Customers will ask "Can you put this on my hoagie?" says Maltabes, motioning to the candy bars sold behind the counter.

"We'll put a Kit-Kat or a Snickers on it and call it a 'Chocolate Cheese Steak'," he says.

Order up a hoagie to see what all the fuss is about and behold the crafty hands of hoagie makers prepping the most gratifying of grub.

Hoagies jam-packed with chicken, mozzarella sticks, french fries, American cheese and slathered in Haven's famous Sanchez Sauce - and, yes, that's all one sandwich - have satisfied the adventurous stomachs of Princetonians since 1974.

In fact, all across the world, the 'Haven' name travels internationally as a photomontage of pleased sandwich-eaters sporting their orange and grey Haven-logo apparel climb the walls of the family-run business.

The Sanchez is their most in-demand munch, says Maltabes, one of Haven's three owners - along with brothers Niko and Costa Maltabes.

Earlier this year, as requested by customers, the secret recipe Sanchez Sauce, a blend of hot sauce and creamy honey mustard, started being bottled and marketed for sale in-store, and online, for a 17-ounce taste of Haven at home - the crowning condiment to anything fried, meaty or flavor-deprived.

Hoagie Haven waves Subway goodbye

Other Haven specialties include:

The "Mac Daddy," a bacon cheeseburger hoagie brimming with ooey-gooey Mac 'n' Cheese wedges, crispy fries and milked in Honey Mustard and Hot Sauce.

The "Wake-Up Call," packed with cheesesteak, bacon, eggs, hash browns, and pork roll.

And the "Phat Veg," an all-vegetarian hoagie fashioned with eggplant parm, mozzarella sticks, french fries and soaked in Sanchez Sauce, a recent addition to the menu.

"The customers help come up with the names," explains Maltabes.

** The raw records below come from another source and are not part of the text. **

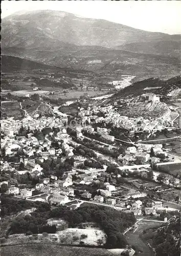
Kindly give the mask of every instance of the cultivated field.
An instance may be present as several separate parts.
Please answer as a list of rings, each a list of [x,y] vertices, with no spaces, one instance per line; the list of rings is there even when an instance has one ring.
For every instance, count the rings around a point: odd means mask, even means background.
[[[180,174],[180,163],[168,163],[168,164],[159,165],[159,170],[160,172],[165,172],[167,173],[170,174],[170,175],[176,176],[177,174]]]
[[[18,101],[2,101],[2,117],[14,117],[15,119],[21,118],[22,113]]]
[[[88,98],[93,98],[103,94],[107,94],[109,91],[104,91],[104,92],[99,91],[72,91],[67,93],[64,94],[62,92],[60,93],[56,92],[55,94],[49,95],[52,99],[58,99],[61,98],[63,99],[71,100],[72,99],[79,99],[81,96],[87,96]]]
[[[63,246],[47,243],[13,245],[2,247],[3,256],[114,256],[120,255],[120,251],[114,252],[106,249]]]

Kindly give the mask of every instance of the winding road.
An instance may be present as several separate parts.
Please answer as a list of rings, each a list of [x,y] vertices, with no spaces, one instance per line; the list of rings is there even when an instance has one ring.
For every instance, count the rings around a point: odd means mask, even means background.
[[[21,102],[19,102],[19,105],[20,105],[20,110],[22,110],[22,111],[25,112],[25,116],[26,116],[27,115],[27,111],[25,110],[24,110],[22,109],[22,106],[21,105]]]

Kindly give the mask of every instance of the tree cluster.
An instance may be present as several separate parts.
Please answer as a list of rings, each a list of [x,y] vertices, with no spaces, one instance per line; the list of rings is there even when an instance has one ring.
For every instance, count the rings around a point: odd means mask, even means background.
[[[52,218],[63,218],[72,227],[83,222],[96,222],[106,233],[109,248],[124,248],[127,242],[122,232],[135,222],[132,213],[97,206],[84,206],[74,211],[59,206],[53,209],[50,215]]]

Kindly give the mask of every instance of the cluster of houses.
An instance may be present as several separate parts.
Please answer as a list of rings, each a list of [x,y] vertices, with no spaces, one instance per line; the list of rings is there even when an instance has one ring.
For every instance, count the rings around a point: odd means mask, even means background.
[[[148,94],[143,96],[145,100],[153,102],[160,101],[159,97],[153,94]],[[114,104],[114,105],[116,105]],[[80,109],[79,115],[82,118],[86,117],[93,119],[96,123],[102,122],[107,124],[111,123],[114,126],[126,129],[132,133],[139,131],[151,133],[153,131],[161,131],[168,126],[168,117],[166,119],[164,117],[159,119],[150,117],[146,118],[141,116],[136,118],[130,118],[122,116],[117,109],[114,108],[114,105],[109,104],[103,107],[93,105],[89,106],[87,109],[82,108]]]

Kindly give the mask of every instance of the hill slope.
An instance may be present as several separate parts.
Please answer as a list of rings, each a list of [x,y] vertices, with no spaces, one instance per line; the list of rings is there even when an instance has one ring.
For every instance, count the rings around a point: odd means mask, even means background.
[[[177,35],[144,31],[64,12],[34,11],[10,15],[2,19],[2,38],[3,54],[50,66],[118,71],[142,77],[170,77],[180,71],[179,55],[175,54]],[[169,44],[170,51],[162,45],[152,47],[157,41]],[[145,49],[137,51],[142,44]],[[113,49],[120,45],[127,51],[122,47]]]
[[[45,40],[48,46],[58,40],[77,45],[112,47],[135,41],[171,38],[167,34],[51,10],[21,12],[6,17],[2,19],[2,36],[3,48],[24,45],[29,48]]]
[[[175,35],[170,40],[154,40],[148,42],[134,42],[119,46],[116,49],[129,52],[159,54],[178,57],[180,55],[180,36]]]
[[[158,78],[151,78],[134,82],[130,86],[121,90],[109,99],[111,102],[114,102],[127,97],[135,97],[149,92],[166,96],[172,91],[179,89],[180,87],[180,76],[165,81]]]
[[[32,69],[50,70],[52,68],[42,63],[11,56],[2,55],[2,71],[7,72]]]

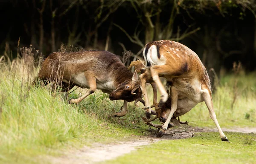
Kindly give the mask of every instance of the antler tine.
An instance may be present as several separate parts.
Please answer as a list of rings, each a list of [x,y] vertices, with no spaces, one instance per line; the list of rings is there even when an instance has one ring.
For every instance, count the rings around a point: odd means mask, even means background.
[[[139,106],[137,104],[137,103],[138,103],[138,102],[140,102],[141,103],[143,104],[145,106],[145,101],[144,101],[143,99],[142,98],[137,98],[136,99],[136,100],[135,100],[135,101],[134,101],[134,105],[135,105],[135,106],[137,106],[137,107],[140,107],[140,106]]]
[[[156,127],[157,128],[161,128],[162,127],[163,127],[162,125],[158,125],[158,124],[153,124],[152,123],[151,123],[151,122],[146,122],[148,120],[147,118],[146,118],[145,117],[143,117],[142,115],[140,116],[140,117],[141,117],[141,118],[142,118],[142,119],[143,119],[145,121],[145,122],[144,122],[144,123],[145,123],[146,124],[147,124],[148,125],[151,126],[152,127]]]
[[[145,67],[145,66],[144,65],[143,61],[140,60],[133,61],[131,62],[131,64],[130,64],[130,66],[129,66],[128,69],[131,69],[133,66],[134,66],[135,69],[137,69],[137,73],[140,73],[141,72],[140,70],[142,69]]]

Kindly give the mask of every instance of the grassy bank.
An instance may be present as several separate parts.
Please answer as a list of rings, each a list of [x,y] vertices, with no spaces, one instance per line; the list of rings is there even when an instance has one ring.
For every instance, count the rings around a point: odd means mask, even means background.
[[[38,69],[29,64],[23,59],[0,63],[0,163],[44,163],[40,157],[58,155],[60,150],[123,140],[146,131],[139,119],[141,110],[129,106],[127,117],[113,118],[122,101],[110,101],[99,91],[79,105],[70,105],[58,90],[30,87]]]
[[[219,141],[218,132],[197,133],[186,139],[159,141],[104,164],[255,164],[255,137],[227,132],[230,142]],[[216,142],[216,141],[219,141]]]
[[[0,163],[45,163],[44,155],[59,155],[60,150],[148,135],[148,127],[139,117],[143,112],[133,103],[129,103],[126,116],[113,118],[122,101],[111,101],[99,91],[78,105],[70,105],[58,89],[52,92],[47,86],[30,87],[39,67],[33,63],[31,50],[26,51],[22,59],[0,61]],[[213,95],[221,127],[255,124],[256,91],[255,73],[221,78]],[[79,94],[77,89],[68,98],[78,97]],[[215,127],[204,103],[180,118],[192,126]],[[186,142],[203,142],[193,140],[196,139]]]

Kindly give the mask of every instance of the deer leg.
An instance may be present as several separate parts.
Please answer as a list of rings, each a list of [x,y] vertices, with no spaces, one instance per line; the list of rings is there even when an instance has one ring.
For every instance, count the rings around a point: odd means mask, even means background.
[[[128,102],[124,100],[124,104],[123,105],[122,110],[119,112],[116,112],[114,114],[114,117],[122,117],[126,115],[127,112]]]
[[[86,73],[84,73],[84,76],[85,76],[86,81],[90,86],[89,90],[86,93],[78,98],[70,100],[69,101],[70,103],[78,104],[89,95],[94,93],[96,90],[97,87],[96,85],[96,78],[94,76]]]
[[[148,97],[147,89],[146,89],[146,83],[147,76],[146,73],[144,73],[141,74],[139,76],[139,78],[140,80],[140,89],[142,91],[143,96],[145,100],[145,109],[146,110],[146,116],[148,119],[150,119],[150,114],[151,113],[151,109],[150,108],[150,106],[149,105],[149,101],[148,101]]]
[[[189,123],[189,122],[188,122],[186,121],[186,122],[180,121],[180,118],[179,117],[178,117],[178,121],[179,121],[179,122],[180,123],[180,124],[182,124],[183,125],[188,125]]]
[[[216,118],[216,114],[215,114],[215,112],[214,112],[214,109],[213,109],[213,104],[212,104],[212,96],[209,91],[207,89],[205,89],[204,90],[204,92],[202,93],[203,97],[204,98],[204,102],[208,108],[208,110],[209,111],[209,113],[210,114],[210,117],[211,118],[213,121],[214,123],[215,123],[215,125],[218,130],[219,133],[220,133],[220,135],[221,136],[221,141],[228,141],[228,139],[222,132],[221,129],[221,127],[218,124],[218,122],[217,120],[217,118]]]
[[[157,85],[155,83],[150,83],[153,89],[153,105],[151,106],[151,108],[155,107],[157,105]]]
[[[155,68],[159,68],[158,66],[154,66],[150,67],[150,72],[153,80],[159,89],[160,93],[161,93],[161,99],[159,102],[159,106],[160,107],[162,107],[168,99],[169,95],[160,80],[160,78],[158,76],[159,72],[158,72],[158,70],[156,70]]]

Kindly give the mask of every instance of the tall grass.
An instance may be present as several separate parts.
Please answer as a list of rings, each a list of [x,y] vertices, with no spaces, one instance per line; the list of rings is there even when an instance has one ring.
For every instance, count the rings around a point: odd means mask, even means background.
[[[212,100],[221,127],[255,127],[256,72],[225,75],[220,82]],[[196,125],[215,126],[204,103],[198,104],[180,118]]]
[[[33,58],[38,52],[31,47],[22,48],[22,57],[12,61],[6,52],[0,58],[0,163],[44,163],[42,155],[54,155],[61,153],[59,150],[66,151],[92,142],[113,142],[146,132],[148,127],[139,117],[144,112],[133,103],[129,104],[126,116],[113,118],[122,101],[111,101],[100,91],[78,105],[71,105],[58,88],[52,92],[49,86],[31,87],[40,68]],[[213,98],[221,127],[255,124],[255,75],[230,75],[221,78]],[[68,98],[77,98],[79,89]],[[204,104],[181,116],[181,121],[214,127]]]
[[[139,119],[141,111],[130,105],[127,116],[113,118],[122,101],[111,101],[99,91],[70,105],[58,89],[31,87],[40,67],[33,52],[24,48],[22,58],[11,61],[6,55],[0,63],[0,163],[44,163],[41,155],[60,149],[142,134],[146,127]],[[78,96],[73,93],[69,98]]]

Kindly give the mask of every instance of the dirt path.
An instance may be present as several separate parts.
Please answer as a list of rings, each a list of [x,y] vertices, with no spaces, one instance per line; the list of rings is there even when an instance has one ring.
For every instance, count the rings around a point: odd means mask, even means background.
[[[224,132],[236,132],[256,134],[256,128],[234,128],[233,129],[223,128]],[[152,136],[141,137],[140,139],[135,141],[119,142],[111,144],[102,144],[94,143],[91,147],[84,147],[82,149],[69,152],[63,156],[51,159],[53,164],[90,164],[105,161],[113,159],[116,158],[129,153],[139,148],[140,146],[146,145],[159,141],[168,139],[177,139],[192,137],[194,132],[216,132],[216,129],[209,128],[193,128],[189,127],[186,130],[184,129],[175,129],[169,130],[167,134],[175,132],[173,135],[164,135],[159,138],[154,137],[156,131],[152,130]]]

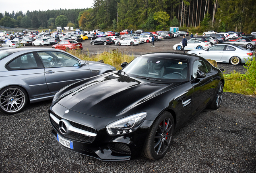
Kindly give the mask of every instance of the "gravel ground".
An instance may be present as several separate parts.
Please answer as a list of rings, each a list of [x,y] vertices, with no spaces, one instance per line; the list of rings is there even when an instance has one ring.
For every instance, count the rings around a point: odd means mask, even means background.
[[[256,173],[256,98],[224,93],[175,134],[161,159],[103,162],[63,148],[50,132],[51,102],[0,113],[1,172]]]

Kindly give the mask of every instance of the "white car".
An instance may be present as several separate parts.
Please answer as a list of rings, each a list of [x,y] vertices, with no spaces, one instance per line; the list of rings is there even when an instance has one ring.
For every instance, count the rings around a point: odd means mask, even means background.
[[[33,46],[39,45],[42,46],[45,45],[49,45],[50,42],[47,38],[37,38],[32,42]]]
[[[235,38],[239,36],[239,35],[237,34],[237,33],[229,32],[229,35],[230,36],[230,38]]]
[[[216,32],[215,31],[209,31],[208,32],[205,32],[203,33],[203,35],[204,35],[204,34],[205,34],[205,35],[207,35],[208,34],[216,34],[217,33],[217,32]]]
[[[204,49],[211,46],[210,42],[204,42],[199,40],[190,40],[188,41],[185,50]],[[173,46],[173,50],[182,50],[182,42],[176,44]]]
[[[153,35],[149,35],[149,34],[144,34],[138,36],[138,37],[140,38],[143,38],[145,40],[145,41],[147,43],[149,42],[151,42],[152,41],[152,37],[154,36]]]
[[[115,43],[118,41],[120,40],[119,37],[117,36],[109,36],[107,38],[111,38],[111,40],[113,40],[113,43]]]
[[[19,42],[19,41],[8,40],[5,43],[2,44],[1,46],[3,47],[17,47],[17,44]]]
[[[117,41],[115,43],[115,44],[118,46],[121,45],[133,46],[140,43],[140,41],[139,41],[136,38],[124,38],[123,40],[120,40],[119,41]]]
[[[230,38],[230,35],[229,33],[227,32],[218,32],[217,34],[220,34],[224,35],[225,36],[225,40],[228,40]]]
[[[162,36],[160,36],[159,35],[157,35],[157,34],[153,34],[153,35],[154,35],[154,36],[157,36],[157,38],[158,38],[158,40],[163,40],[163,37]]]

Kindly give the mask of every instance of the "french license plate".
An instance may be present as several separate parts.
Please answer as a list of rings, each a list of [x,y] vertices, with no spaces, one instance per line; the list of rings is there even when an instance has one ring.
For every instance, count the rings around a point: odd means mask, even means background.
[[[61,137],[58,133],[57,134],[57,139],[62,145],[71,149],[74,149],[73,142],[67,140]]]

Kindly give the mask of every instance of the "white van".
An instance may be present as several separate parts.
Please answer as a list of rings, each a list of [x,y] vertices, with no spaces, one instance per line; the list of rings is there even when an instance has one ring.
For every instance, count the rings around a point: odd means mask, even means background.
[[[6,34],[6,32],[0,32],[0,36],[7,36],[7,34]]]

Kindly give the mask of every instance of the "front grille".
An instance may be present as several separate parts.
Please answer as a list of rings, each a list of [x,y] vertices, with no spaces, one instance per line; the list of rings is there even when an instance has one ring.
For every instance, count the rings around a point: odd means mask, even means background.
[[[52,112],[51,112],[51,113],[55,117],[58,118],[59,120],[60,120],[62,119],[60,116],[57,115]],[[54,121],[51,117],[50,117],[50,121],[52,123],[52,124],[53,125],[55,129],[57,131],[57,132],[59,134],[61,135],[67,139],[70,140],[75,140],[76,141],[83,142],[85,143],[91,143],[96,138],[96,137],[91,137],[87,136],[86,135],[79,133],[76,132],[72,132],[69,134],[68,135],[65,135],[62,134],[59,129],[59,125],[57,123]],[[71,125],[74,127],[76,127],[78,129],[80,129],[82,130],[83,130],[86,131],[88,131],[90,132],[96,133],[96,131],[95,129],[83,125],[82,125],[73,121],[68,121],[69,123],[70,123]]]
[[[111,143],[107,147],[114,153],[126,155],[131,154],[131,150],[128,145],[122,143]]]

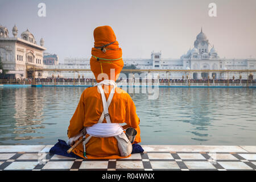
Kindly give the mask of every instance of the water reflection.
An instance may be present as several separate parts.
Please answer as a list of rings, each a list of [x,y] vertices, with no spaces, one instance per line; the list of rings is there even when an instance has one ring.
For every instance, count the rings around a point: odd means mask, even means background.
[[[0,88],[0,144],[53,144],[67,129],[85,88]],[[159,88],[130,94],[143,144],[253,145],[253,89]]]

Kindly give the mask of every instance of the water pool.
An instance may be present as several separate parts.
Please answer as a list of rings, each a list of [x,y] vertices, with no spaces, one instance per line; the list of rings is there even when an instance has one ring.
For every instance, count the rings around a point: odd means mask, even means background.
[[[54,144],[83,87],[0,88],[0,144]],[[255,89],[159,88],[130,94],[142,144],[255,145]]]

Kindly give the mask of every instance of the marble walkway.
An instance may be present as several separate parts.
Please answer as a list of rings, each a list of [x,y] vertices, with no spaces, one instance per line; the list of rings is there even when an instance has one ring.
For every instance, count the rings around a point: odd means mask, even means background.
[[[142,146],[117,160],[77,159],[49,153],[50,145],[0,146],[0,170],[256,171],[256,146]]]

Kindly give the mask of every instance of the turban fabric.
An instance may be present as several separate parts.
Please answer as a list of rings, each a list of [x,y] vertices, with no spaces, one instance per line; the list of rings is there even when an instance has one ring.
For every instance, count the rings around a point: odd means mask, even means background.
[[[108,26],[98,27],[95,28],[93,36],[94,47],[92,48],[90,64],[97,82],[104,80],[101,77],[98,78],[101,73],[106,74],[109,80],[115,81],[123,68],[123,61],[122,49],[118,46],[114,31]],[[111,44],[101,48],[109,44]],[[114,75],[110,75],[111,69],[114,69]]]
[[[98,82],[101,73],[106,74],[109,80],[116,81],[123,67],[122,49],[118,46],[118,42],[110,26],[97,27],[93,34],[94,46],[92,49],[92,57],[90,60],[90,69]],[[114,69],[115,75],[112,76],[112,69]],[[100,76],[100,78],[101,77]],[[105,78],[106,79],[106,78]],[[110,87],[110,85],[103,85]],[[109,90],[110,90],[109,89]],[[109,113],[112,123],[123,123],[123,129],[133,127],[137,131],[134,143],[141,142],[141,130],[139,126],[139,118],[136,114],[136,107],[129,94],[122,89],[116,87],[115,93],[109,107]],[[108,98],[110,93],[105,93]],[[68,127],[69,138],[77,136],[81,129],[90,127],[98,123],[103,111],[103,105],[101,94],[97,92],[97,86],[89,87],[82,92],[76,111],[70,120]],[[106,123],[104,119],[102,123]],[[86,138],[88,137],[87,134]],[[84,156],[84,148],[82,143],[79,144],[73,152],[81,158]],[[92,136],[86,144],[86,152],[88,159],[120,159],[130,156],[120,156],[117,139],[114,136]]]

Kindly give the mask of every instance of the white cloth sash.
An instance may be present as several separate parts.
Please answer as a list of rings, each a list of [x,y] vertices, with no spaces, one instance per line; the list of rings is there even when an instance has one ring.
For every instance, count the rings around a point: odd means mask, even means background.
[[[86,127],[88,134],[96,137],[110,137],[118,135],[123,130],[118,123],[96,123]]]
[[[103,90],[102,85],[112,85],[113,88],[111,90],[108,101],[106,100],[105,97],[104,91]],[[85,139],[86,143],[87,143],[92,136],[97,137],[109,137],[114,136],[118,135],[123,131],[123,129],[118,123],[111,123],[110,117],[109,114],[108,108],[112,101],[113,96],[115,93],[115,89],[117,87],[117,84],[111,80],[104,80],[99,83],[96,84],[100,90],[101,94],[101,98],[102,100],[103,104],[103,112],[98,120],[97,123],[93,125],[90,127],[86,127],[86,132],[90,135]],[[104,118],[106,118],[107,121],[106,123],[102,123]],[[78,134],[77,135],[71,138],[68,140],[68,144],[70,144],[73,142],[76,141],[80,137],[82,136],[81,133]]]

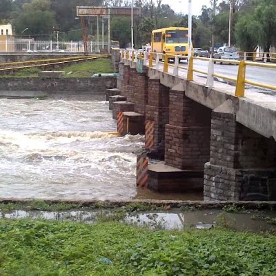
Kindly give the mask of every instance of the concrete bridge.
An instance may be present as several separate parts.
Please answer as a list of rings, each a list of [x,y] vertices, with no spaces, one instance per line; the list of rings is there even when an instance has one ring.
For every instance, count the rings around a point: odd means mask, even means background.
[[[114,106],[153,127],[152,136],[146,129],[146,144],[152,139],[146,155],[164,161],[142,168],[150,188],[203,187],[204,200],[276,199],[276,97],[253,91],[237,97],[235,87],[209,88],[202,77],[139,71],[134,61],[119,64],[117,90],[133,109],[126,110],[126,101]]]

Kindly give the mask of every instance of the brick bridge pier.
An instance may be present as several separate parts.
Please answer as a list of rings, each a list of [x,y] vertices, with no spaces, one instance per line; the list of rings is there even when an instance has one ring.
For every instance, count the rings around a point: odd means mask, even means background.
[[[222,83],[221,89],[208,89],[200,79],[188,81],[146,66],[139,72],[136,67],[119,64],[117,91],[127,101],[116,103],[117,112],[146,131],[143,160],[161,161],[141,169],[149,188],[199,189],[204,200],[276,199],[275,137],[239,122],[256,106],[224,91]],[[132,109],[124,109],[126,102]],[[138,115],[142,119],[135,121]]]

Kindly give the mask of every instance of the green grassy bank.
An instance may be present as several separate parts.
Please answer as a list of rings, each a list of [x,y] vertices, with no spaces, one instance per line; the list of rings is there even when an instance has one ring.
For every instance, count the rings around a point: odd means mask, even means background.
[[[110,59],[99,58],[87,61],[80,61],[77,63],[66,65],[61,68],[55,69],[57,71],[64,71],[63,77],[90,77],[96,73],[112,73],[113,66]],[[41,71],[40,67],[22,69],[13,72],[0,75],[0,77],[37,77],[37,73]]]
[[[275,236],[0,220],[1,275],[275,275]]]

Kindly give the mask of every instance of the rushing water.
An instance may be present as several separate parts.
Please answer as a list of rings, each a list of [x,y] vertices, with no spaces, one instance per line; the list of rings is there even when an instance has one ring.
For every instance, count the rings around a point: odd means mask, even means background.
[[[141,135],[117,137],[103,97],[0,99],[0,197],[200,199],[136,187]]]

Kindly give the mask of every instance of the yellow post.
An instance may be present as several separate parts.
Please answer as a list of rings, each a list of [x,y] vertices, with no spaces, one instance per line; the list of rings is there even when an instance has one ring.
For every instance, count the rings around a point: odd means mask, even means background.
[[[126,133],[129,132],[129,118],[126,119]]]
[[[194,63],[193,58],[193,57],[190,57],[190,59],[189,59],[189,66],[188,67],[188,73],[187,73],[187,80],[188,81],[193,80],[193,63]]]
[[[163,72],[164,73],[167,73],[168,72],[168,55],[166,54],[165,55],[165,62],[164,62],[164,68],[163,68]]]
[[[256,52],[253,52],[253,61],[256,61]]]
[[[246,61],[239,61],[239,70],[237,72],[236,92],[235,93],[235,97],[244,97],[245,79],[246,79]]]
[[[153,60],[153,53],[150,52],[150,63],[148,64],[149,67],[152,67],[152,60]]]

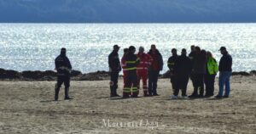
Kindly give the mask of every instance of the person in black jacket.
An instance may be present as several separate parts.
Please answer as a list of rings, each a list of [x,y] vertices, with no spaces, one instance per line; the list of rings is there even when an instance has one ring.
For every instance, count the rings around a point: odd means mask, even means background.
[[[65,86],[65,99],[72,99],[68,96],[68,90],[70,87],[70,74],[72,65],[68,58],[66,56],[66,48],[62,47],[61,54],[55,59],[55,70],[57,70],[57,83],[55,84],[55,100],[57,101],[59,98],[60,88],[64,82]]]
[[[121,64],[119,57],[120,47],[114,45],[112,53],[108,55],[108,65],[110,72],[110,97],[119,97],[117,94],[119,74],[121,71]]]
[[[153,59],[148,68],[148,96],[159,96],[156,89],[160,71],[163,70],[163,58],[154,44],[151,45],[151,49],[148,54]]]
[[[177,49],[172,48],[172,56],[169,58],[168,62],[167,62],[167,66],[170,70],[171,83],[172,83],[172,91],[174,92],[174,89],[175,89],[174,66],[175,66],[176,60],[178,57],[177,54]]]
[[[177,57],[174,65],[174,82],[175,90],[172,98],[177,99],[179,89],[182,90],[182,98],[187,98],[187,86],[189,80],[189,75],[192,70],[192,63],[187,57],[186,49],[182,50],[181,56]]]
[[[194,92],[189,98],[203,98],[204,97],[204,75],[207,72],[206,66],[207,62],[207,51],[201,50],[199,47],[195,47],[195,57],[193,64],[192,74],[194,75]],[[198,90],[199,93],[198,94]]]
[[[217,98],[229,98],[230,92],[230,78],[232,75],[232,57],[229,54],[225,47],[221,47],[219,49],[223,55],[219,61],[218,70],[218,94],[215,96]],[[225,86],[225,94],[223,96],[224,86]]]
[[[125,56],[126,81],[124,88],[123,98],[129,98],[131,90],[131,97],[137,97],[137,66],[140,63],[140,59],[135,55],[136,48],[133,46],[129,47],[129,53]]]
[[[191,49],[191,52],[189,54],[189,58],[191,59],[191,62],[192,62],[192,64],[194,64],[195,63],[195,56],[196,56],[196,50],[195,50],[195,45],[192,45],[190,47],[190,49]],[[191,73],[190,75],[190,80],[192,81],[192,84],[193,84],[193,87],[195,87],[196,86],[195,84],[195,73]]]

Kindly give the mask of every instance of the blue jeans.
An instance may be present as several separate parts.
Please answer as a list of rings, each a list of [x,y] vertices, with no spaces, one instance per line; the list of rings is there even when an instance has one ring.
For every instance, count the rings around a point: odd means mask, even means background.
[[[225,86],[225,96],[230,96],[230,78],[231,76],[231,71],[222,71],[219,72],[219,78],[218,78],[218,96],[223,96],[224,86]]]

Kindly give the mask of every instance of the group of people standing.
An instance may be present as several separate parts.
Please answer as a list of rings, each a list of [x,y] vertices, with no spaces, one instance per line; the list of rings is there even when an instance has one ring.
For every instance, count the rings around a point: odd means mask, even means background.
[[[123,98],[137,98],[140,91],[140,81],[143,81],[144,97],[159,96],[157,93],[157,81],[160,71],[163,70],[163,58],[155,45],[151,45],[148,53],[144,47],[140,47],[136,54],[133,46],[124,49],[121,62],[119,57],[120,47],[113,46],[113,52],[108,56],[110,72],[110,97],[119,97],[117,93],[119,74],[123,70],[124,88]],[[70,74],[72,65],[66,56],[66,48],[61,49],[61,54],[55,59],[55,70],[57,71],[57,83],[55,84],[55,100],[59,98],[60,88],[64,83],[65,99],[73,99],[69,97]],[[182,49],[181,54],[177,49],[172,49],[172,56],[167,62],[170,70],[171,83],[173,95],[172,98],[177,99],[179,90],[182,90],[182,98],[187,98],[187,86],[189,78],[192,81],[194,92],[189,98],[212,97],[214,93],[214,81],[219,71],[218,94],[217,98],[229,98],[230,92],[230,77],[232,72],[232,58],[226,47],[219,49],[223,55],[219,65],[211,52],[201,49],[200,47],[191,46],[191,52],[187,56],[186,49]],[[147,83],[148,81],[148,83]],[[206,88],[205,88],[206,86]],[[224,87],[225,93],[223,96]],[[205,90],[206,89],[206,90]],[[204,94],[206,91],[206,93]]]
[[[110,97],[119,97],[117,94],[118,77],[123,70],[124,90],[123,98],[137,98],[140,91],[140,81],[143,81],[143,96],[158,96],[157,81],[160,71],[163,70],[163,59],[155,45],[151,46],[148,53],[144,47],[140,47],[135,54],[133,46],[124,49],[121,63],[119,58],[118,45],[113,46],[113,52],[108,56],[110,71]]]
[[[163,58],[156,48],[151,45],[148,53],[143,47],[135,54],[136,48],[131,46],[124,49],[121,62],[118,52],[120,47],[113,46],[113,52],[108,56],[110,68],[110,97],[119,97],[117,94],[119,73],[123,70],[124,90],[123,98],[137,98],[139,94],[140,81],[143,80],[144,97],[158,96],[157,81],[160,71],[163,69]],[[221,47],[219,51],[223,57],[218,65],[217,60],[211,52],[201,49],[200,47],[191,46],[191,52],[187,56],[186,49],[182,49],[181,54],[177,49],[172,49],[167,66],[170,70],[171,83],[172,86],[173,99],[177,98],[179,90],[182,91],[182,98],[209,98],[214,93],[215,77],[219,71],[219,92],[215,98],[229,98],[230,77],[232,72],[232,58],[226,47]],[[187,86],[189,78],[192,81],[194,92],[187,96]],[[148,87],[147,84],[148,79]],[[224,87],[225,94],[223,96]]]

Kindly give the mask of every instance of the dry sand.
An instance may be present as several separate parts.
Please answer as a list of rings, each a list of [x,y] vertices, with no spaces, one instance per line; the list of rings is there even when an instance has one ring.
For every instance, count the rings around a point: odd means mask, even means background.
[[[110,99],[108,81],[71,85],[75,99],[61,89],[54,102],[55,82],[0,81],[0,133],[256,133],[256,76],[232,77],[225,99],[171,100],[168,79],[160,96],[130,99]]]

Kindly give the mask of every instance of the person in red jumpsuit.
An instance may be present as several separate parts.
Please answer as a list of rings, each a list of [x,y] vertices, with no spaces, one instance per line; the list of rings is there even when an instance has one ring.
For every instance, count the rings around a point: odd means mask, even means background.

Other hoagie titles include "The Middle Finger," "Phat Lady" and "The Big Cat."

The original sandwich startup, A and S Deli, was launched by Maltabes' father in the 1960s before making a move around Nassau St. and making a name change and a family business hand-down to finally settle at 242 Nassau St. as Hoagie Haven.

2nd Subway shuts its doors in Princeton

Crafting specialty sandwiches until 1 a.m. most nights, Hoagie Haven serves as a late-night sandwich sanctuary, as Princeton University students and other locals stroll in after a night out for some midnight munchies.

"They tell others this is where I ate when I was in college," says Maltabes.

While Subway sandwiches' logo may be easily recognized nationwide, Hoagie Haven receives it's publicly in alternate ways.

"All over the world, students go abroad and talk about it," Maltabes says.

Through word of mouth, Haven logo t-shirts, sweatshirts, hats, and at one point frisbees, the shop rakes in customers eager to alter their sandwich tasting experience.

The Maltabes' have twice bested a Subway, in 2015 and earlier this year.

"I don't understand their slogan 'eat fresh,' says Maltabes, explaining how Subway stores have all their ingredients in packages, whereas Hoagie Haven employees do all their preparation in-store.

"I don't have any microwaves in here," says Maltabes, referencing to Subway's food-preparation processes.

Forty-two years later and Hoagie Haven's mission to cater specifically to customers and not cave in to "making sandwiches like the other guys" stays the same, Maltabes says.